Vacationers have long known that Miami group chats can be a force for evil. Friendship-ruining, relationship-destroying, and, in the case of the Miami-Dade County’s Republican Party, a national scandal.
The Miami Herald reported this week that the local Republican chapter’s recently established Whatsapp group chat for young conservatives was quickly overrun with racist and misogynistic posts. According to the Herald, users threw around racist slurs against Black and Jewish people with abandon, including hundreds of instances of the n-word.
In one instance College Republicans Recruitment Chair Dariel Gonzalez wrote that “you can f–k all the [k***s] you want. Just don’t marry them and procreate,” leading Florida International University Turning Point USA chapter president Ian Valdes to reply that he “would def not marry a Jew.”
Another user, William Bejerano, sent a long list of violent acts he encouraged against Black people. The n-word packed message included acts like crucifixion, dissection, and beheading. The chat also went through several rounds of renaming, including “Uber R****d Yapping,” and “Gooning in Agartha,” a reference to Nazi esoterica associated with SS head Heinrich Himmler.
In response, Florida International University has opened an investigation into the group chat and the students allegedly involved. Two Republican Florida state senators have also called for the involved students to be expelled.
“The statements made by those individuals clarify their moral and intellectual corruption and demonstrate a complete misalignment with core, shared American values,” State Senator Alexis Calatayud (R-38) wrote in a Facebook post. “The individuals in the group chat have exposed how profoundly misaligned their beliefs are to the views of the Republican Party of Florida.
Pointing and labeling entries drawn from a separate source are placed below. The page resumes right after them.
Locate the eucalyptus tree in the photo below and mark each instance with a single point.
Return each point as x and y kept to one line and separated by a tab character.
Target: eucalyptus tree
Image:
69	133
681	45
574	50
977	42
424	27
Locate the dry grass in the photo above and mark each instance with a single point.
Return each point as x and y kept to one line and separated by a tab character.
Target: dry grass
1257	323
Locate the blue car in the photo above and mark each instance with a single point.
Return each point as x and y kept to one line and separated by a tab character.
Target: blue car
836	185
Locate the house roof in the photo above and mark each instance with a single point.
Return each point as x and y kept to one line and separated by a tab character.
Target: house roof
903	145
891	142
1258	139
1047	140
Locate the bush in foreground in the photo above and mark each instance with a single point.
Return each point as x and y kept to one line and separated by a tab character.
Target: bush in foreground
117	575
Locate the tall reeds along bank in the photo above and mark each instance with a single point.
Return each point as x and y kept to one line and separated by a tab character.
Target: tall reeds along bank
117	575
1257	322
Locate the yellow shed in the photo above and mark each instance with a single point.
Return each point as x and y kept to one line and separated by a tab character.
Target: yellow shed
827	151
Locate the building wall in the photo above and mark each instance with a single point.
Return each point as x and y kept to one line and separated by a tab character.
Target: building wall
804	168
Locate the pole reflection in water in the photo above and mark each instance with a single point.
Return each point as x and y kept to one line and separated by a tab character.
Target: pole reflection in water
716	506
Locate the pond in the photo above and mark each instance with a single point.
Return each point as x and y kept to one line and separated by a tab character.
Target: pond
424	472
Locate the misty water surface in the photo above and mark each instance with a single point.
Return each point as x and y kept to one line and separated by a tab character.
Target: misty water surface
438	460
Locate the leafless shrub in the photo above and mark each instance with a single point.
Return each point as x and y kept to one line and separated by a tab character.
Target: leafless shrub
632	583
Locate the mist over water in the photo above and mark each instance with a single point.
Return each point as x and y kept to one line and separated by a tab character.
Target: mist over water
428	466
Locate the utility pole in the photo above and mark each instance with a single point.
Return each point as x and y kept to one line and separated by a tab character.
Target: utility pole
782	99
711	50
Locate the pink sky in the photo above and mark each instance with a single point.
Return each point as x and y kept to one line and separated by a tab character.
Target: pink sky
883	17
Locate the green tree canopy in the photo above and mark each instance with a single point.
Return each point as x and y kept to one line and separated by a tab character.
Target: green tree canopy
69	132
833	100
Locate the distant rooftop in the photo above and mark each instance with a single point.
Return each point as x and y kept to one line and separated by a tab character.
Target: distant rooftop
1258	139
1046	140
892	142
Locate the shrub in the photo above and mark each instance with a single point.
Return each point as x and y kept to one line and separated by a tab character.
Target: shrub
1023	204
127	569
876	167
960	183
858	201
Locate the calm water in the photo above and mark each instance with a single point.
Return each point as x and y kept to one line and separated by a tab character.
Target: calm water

We call for their speedy and immediate expulsion of party leadership.”
The leak is another entry into the disturbing pattern of establishment Republican group chats — particularly those involving younger members of the party — riddled with racist and extremist language. It mirrors a broader pattern within the conservative movement that embraces extremist rhetoric among its lawmakers and influencers — led by President Donald Trump — with little consequence.
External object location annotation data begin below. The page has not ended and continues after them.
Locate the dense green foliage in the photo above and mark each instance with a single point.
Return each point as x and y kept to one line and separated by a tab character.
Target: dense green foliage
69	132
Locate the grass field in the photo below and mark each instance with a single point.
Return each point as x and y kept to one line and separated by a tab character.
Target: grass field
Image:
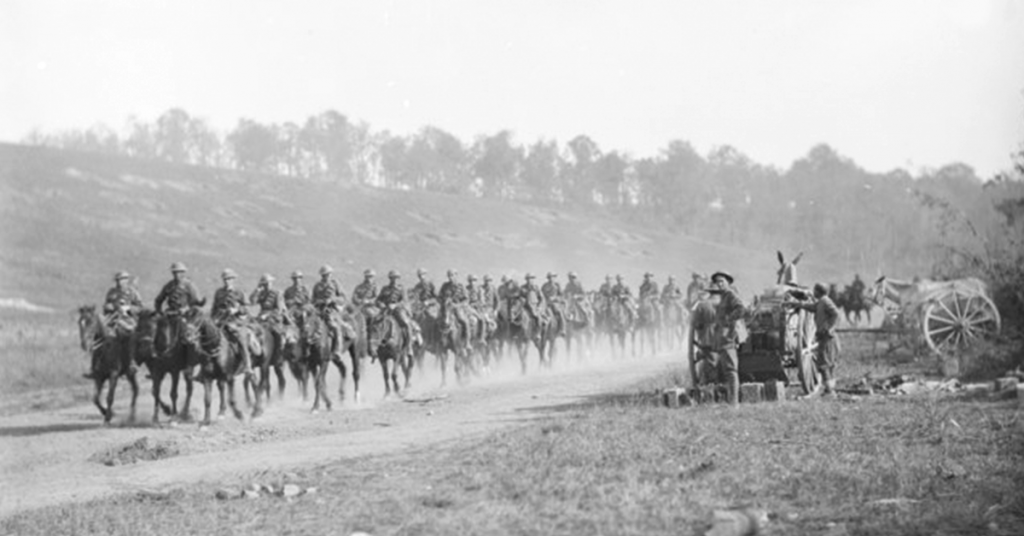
619	464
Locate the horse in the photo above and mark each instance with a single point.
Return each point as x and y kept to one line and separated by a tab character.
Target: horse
580	325
525	328
648	323
320	347
674	321
210	342
278	338
393	347
109	348
163	356
455	337
621	322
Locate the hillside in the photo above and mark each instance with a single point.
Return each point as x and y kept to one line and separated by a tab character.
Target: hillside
70	219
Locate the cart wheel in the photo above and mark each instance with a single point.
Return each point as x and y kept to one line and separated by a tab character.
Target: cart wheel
955	321
810	378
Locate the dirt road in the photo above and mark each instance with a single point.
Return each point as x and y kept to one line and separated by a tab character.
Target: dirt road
51	457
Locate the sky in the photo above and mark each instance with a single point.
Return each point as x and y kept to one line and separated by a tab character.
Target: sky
888	83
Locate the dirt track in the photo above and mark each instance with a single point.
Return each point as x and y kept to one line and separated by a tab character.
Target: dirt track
45	456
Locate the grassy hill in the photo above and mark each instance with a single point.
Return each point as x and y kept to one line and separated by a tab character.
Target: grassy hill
69	220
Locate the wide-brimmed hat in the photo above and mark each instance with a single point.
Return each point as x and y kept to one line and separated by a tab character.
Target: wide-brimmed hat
723	275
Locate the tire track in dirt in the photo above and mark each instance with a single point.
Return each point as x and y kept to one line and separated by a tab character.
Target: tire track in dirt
46	455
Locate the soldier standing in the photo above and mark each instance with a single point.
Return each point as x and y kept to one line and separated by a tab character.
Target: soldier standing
825	319
728	320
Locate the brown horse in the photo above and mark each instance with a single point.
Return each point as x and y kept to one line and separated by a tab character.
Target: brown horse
163	356
393	347
207	340
109	348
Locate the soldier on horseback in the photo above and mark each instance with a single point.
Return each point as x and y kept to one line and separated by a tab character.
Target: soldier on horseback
366	293
424	290
391	299
327	297
453	299
553	295
271	308
179	294
121	307
648	289
229	313
296	296
534	299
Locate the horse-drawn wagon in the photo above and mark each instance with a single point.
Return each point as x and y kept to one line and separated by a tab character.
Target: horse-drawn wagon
779	345
948	317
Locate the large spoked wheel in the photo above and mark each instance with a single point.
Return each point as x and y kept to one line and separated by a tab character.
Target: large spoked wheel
953	322
810	378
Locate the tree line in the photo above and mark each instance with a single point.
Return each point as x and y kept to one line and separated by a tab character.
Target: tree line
823	203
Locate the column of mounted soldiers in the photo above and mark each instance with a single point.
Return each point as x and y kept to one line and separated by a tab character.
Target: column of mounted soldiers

In October, the right-wing punditry class rushed to defend leaked messages from a Young Republicans’ group chat that contained such statements as: “Can we fix the showers? Gas chambers don’t fit the Hitler aesthetic”; “I’d go to the zoo if I wanted to watch monkey play ball”; and “you’re giving nationals [too] much credit and expecting the Jew to be honest.”
Vice President J.D. Vance also defended the Republicans in the chat, saying he wasn’t going to “engage in pearl clutching” over “stupid jokes.”
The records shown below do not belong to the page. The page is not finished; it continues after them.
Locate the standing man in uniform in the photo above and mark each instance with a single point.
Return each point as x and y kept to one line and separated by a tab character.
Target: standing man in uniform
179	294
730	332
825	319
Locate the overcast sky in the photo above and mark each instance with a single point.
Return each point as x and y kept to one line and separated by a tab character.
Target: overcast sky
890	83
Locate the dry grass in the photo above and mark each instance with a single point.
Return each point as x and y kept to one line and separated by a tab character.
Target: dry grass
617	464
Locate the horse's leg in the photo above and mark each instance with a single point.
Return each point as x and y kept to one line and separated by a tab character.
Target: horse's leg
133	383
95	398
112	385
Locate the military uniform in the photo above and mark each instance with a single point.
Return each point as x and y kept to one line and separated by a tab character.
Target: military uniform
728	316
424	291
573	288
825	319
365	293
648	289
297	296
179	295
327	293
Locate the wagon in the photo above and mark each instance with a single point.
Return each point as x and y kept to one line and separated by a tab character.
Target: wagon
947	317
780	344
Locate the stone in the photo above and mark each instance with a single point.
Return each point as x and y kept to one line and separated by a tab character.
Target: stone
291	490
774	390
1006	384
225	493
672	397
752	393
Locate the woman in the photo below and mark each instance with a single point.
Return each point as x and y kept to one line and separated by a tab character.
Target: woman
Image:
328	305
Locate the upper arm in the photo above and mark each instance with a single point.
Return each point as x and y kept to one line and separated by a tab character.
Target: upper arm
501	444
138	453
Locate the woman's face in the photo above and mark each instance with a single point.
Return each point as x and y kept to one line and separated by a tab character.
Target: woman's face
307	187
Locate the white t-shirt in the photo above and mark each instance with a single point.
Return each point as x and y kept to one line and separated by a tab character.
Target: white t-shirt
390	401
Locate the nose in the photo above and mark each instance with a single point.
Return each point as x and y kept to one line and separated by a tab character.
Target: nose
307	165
In Florida, the race for governor has been marked by a contentious Republican primary between MAGA Rep. Byron Donalds (R-Fla.), who is Black, and James Fishback, who has made white nationalism the center of his platform.
In January, Fishback — a so-called “groyper” who is courting the support of online racists and edgelords in order to achieve campaign virality — came under fire after tweeting at his opponent, “By’rone wants to turn Florida into a Section 8 ghetto.” It’s no wonder the young Republicans in Florida are letting the last of their restraints drop in the confines of their groupchats.